Henry Cotton

Henry Cotton
Henry Cotton, 3-time British Open winner, tees off a match in 1937. E. Dean/Topical Press Agency/Hulton Archive/Getty Images

Henry Cotton was the best British golfer of his era. Many of his biggest wins came in the 1930s, and he won three Open Championship titles.

Born: Jan. 26, 1907 in Chesire, England
Died: Dec. 22, 1987
Nickname: Maestro

Tour Victories:

• PGA Tour: 3 (all British Open titles)

Cotton rarely played in the United States, and today's European Tour didn't exist in his time. But on the British and European pro golf circuits that did exist in his day, Cotton won 31 professional titles.

Major Championships:

• British Open: 1934, 1937, 1948

Awards and Honors:

• Member, World Golf Hall of Fame
• Member, British Ryder Cup team, 1929, 1937, 1947
• Captain, Great Britain Ryder Cup team, 1947 and 1953

Quote, Unquote:

• Henry Cotton: "The best is always good enough for me."

• Henry Cotton: "To be a champion, you must act like one."


There was a long period in golf during which the Dunlop 65 was one of the best-known golf balls. That ball was named in honor of a round of 65 that Cotton fired in the second round of his first Open Championship win in 1934. At the time, Cotton's 65 set a new British Open scoring record.

Henry Cotton Biography:

Henry Cotton was the greatest English golfer from the long period between the careers of Harry Vardon and Nick Faldo. He was equal parts flamboyant showman and disciplined shotmaker; as one person commented during his playing career, Cotton was "equal parts Hagen and Hogan."

Cotton was primarily a cricket player in his youth, but switched to golf at age 12. Five short years later, at age 17 in 1924, he turned pro.

While he rarely played in America during his career, he became known to golf fans round the world with his 1934 British Open victory.

He anchored three British Ryder Cup teams, and in 1937 - with the entire U.S. Ryder Cup team playing - he won his second British Open.

That season was his best, as he also won several other national championships across Europe.

Cotton played in only one U.S. Open during his best years in the 1930s, and was denied more opportunities by World War II. During WWII, Cotton served in the Royal Air Force. He organized exhibition matches with other professionals to raise money for the Red Cross, and the following the war was presented with the M.B.E.

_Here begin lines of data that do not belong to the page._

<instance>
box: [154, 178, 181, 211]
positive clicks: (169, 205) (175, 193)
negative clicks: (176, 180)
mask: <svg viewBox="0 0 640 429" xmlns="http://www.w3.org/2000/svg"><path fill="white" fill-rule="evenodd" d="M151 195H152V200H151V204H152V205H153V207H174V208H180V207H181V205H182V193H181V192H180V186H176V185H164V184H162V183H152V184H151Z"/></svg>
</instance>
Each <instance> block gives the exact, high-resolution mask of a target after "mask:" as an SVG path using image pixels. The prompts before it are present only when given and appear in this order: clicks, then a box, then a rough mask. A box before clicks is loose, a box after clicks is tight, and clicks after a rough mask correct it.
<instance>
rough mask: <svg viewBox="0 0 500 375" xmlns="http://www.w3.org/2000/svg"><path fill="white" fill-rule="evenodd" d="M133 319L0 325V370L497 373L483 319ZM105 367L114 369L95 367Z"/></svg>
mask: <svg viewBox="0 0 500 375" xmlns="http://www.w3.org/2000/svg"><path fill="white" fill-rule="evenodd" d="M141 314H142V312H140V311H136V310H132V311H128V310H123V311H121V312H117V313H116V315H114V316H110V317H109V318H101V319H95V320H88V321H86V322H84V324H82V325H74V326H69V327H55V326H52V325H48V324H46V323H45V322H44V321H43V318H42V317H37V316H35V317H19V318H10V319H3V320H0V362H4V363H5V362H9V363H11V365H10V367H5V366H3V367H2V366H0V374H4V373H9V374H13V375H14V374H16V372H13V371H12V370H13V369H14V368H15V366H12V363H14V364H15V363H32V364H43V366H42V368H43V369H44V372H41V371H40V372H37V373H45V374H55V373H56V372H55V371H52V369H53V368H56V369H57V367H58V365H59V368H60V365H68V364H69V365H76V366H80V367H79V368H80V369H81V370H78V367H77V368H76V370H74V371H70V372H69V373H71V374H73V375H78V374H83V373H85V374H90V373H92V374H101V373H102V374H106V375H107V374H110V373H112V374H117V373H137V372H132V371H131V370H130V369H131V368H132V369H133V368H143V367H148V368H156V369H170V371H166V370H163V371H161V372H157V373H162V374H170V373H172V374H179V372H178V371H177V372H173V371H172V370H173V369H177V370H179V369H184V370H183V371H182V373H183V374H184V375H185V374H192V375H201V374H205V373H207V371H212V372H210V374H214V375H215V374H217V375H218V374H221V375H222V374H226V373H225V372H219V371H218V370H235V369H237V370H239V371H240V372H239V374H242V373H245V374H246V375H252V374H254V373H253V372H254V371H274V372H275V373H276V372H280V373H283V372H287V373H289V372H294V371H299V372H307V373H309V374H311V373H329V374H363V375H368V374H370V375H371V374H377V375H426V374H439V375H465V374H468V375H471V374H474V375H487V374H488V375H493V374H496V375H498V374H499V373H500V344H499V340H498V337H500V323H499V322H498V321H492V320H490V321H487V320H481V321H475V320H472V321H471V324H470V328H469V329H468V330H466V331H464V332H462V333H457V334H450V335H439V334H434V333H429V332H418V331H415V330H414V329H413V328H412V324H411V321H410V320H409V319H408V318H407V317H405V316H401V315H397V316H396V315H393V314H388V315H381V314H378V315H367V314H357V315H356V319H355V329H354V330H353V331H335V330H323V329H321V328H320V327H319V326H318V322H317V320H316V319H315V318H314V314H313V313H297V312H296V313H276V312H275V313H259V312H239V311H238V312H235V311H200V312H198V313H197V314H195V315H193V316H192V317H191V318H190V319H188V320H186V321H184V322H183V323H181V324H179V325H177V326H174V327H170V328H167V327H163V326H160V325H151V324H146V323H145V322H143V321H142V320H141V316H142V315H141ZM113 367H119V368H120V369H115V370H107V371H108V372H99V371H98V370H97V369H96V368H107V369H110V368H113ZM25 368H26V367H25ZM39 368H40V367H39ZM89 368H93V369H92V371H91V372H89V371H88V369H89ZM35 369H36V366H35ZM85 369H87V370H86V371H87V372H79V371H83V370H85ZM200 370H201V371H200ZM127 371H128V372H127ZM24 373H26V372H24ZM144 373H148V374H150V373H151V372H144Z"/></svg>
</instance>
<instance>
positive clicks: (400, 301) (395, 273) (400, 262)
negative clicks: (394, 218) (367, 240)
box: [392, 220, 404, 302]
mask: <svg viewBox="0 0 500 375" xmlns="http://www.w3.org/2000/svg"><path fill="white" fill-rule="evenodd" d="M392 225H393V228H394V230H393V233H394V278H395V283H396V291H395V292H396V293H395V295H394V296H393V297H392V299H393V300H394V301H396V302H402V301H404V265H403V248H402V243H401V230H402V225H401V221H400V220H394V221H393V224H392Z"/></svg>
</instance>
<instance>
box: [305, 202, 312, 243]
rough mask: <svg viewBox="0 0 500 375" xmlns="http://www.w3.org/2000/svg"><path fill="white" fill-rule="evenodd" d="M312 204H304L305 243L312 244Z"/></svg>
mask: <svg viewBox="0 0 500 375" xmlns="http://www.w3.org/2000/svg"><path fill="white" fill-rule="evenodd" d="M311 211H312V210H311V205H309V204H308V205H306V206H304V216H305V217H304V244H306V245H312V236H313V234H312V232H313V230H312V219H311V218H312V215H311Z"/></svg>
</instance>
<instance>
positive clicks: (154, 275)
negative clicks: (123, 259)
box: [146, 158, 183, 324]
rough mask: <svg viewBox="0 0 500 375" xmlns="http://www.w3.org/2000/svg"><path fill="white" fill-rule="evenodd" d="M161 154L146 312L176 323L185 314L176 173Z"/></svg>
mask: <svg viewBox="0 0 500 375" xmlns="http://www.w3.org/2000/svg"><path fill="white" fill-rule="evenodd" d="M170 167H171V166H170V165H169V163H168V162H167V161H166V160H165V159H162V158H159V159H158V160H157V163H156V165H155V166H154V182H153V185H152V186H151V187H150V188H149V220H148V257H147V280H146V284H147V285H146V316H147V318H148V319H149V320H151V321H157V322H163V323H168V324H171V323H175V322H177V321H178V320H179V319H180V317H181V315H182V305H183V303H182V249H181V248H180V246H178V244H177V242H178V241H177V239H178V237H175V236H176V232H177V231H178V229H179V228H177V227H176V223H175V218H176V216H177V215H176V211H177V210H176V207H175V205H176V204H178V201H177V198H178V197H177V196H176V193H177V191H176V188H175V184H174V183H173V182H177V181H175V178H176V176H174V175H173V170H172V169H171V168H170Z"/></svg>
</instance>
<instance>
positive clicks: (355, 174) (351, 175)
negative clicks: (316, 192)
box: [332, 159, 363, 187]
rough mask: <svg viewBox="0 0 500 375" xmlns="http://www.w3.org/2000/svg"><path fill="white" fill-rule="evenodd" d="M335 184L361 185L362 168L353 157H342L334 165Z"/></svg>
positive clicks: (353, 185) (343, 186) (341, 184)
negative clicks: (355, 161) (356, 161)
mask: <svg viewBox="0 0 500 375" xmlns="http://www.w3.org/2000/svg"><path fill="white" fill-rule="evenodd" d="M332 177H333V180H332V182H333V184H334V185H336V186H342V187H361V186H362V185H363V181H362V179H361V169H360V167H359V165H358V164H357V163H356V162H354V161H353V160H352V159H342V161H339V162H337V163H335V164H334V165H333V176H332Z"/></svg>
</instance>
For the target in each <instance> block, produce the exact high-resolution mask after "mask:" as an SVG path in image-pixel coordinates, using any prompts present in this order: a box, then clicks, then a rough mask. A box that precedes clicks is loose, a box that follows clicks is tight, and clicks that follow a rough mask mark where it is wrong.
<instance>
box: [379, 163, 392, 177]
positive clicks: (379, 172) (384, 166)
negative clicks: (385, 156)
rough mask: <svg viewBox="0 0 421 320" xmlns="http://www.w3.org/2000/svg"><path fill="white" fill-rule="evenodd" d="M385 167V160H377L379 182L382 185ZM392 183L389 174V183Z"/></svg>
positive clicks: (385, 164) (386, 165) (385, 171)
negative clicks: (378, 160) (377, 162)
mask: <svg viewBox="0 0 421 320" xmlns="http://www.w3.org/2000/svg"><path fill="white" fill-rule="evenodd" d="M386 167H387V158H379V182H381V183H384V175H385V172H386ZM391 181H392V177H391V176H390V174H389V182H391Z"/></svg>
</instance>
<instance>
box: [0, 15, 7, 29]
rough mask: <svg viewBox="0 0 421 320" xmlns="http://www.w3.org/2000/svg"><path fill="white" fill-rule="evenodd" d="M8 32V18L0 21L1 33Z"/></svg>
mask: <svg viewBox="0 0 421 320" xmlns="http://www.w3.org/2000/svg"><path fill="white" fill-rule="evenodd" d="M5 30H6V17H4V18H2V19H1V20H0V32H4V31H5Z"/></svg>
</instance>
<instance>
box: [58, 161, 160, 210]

At war's end, he returned to golf, winning the Open Championship again in 1948. Along the way, he had also won the British PGA three times. He had played his first British Open in 1927, and his last came 50 years later in 1977.

Cotton was known for working extremely hard at his game, sometimes practicing until his hands bled, but also for his high living. He was a lover of champagne, caviar and tailored clothes; he lived for a while in a suite at a 5-star hotel, and later bought an estate complete with butler and full staff, traveling everywhere in a Rolls-Royce.

In his later years, Cotton designed golf courses and wrote 10 books. He also founded the Golf Foundation, which helped thousands of young boys and girls get started in golf.

He was knighted, becoming Sir Henry Cotton, in 1987 shortly before his death.

Henry Cotton was inducted into the World Golf Hall of Fame in 1980.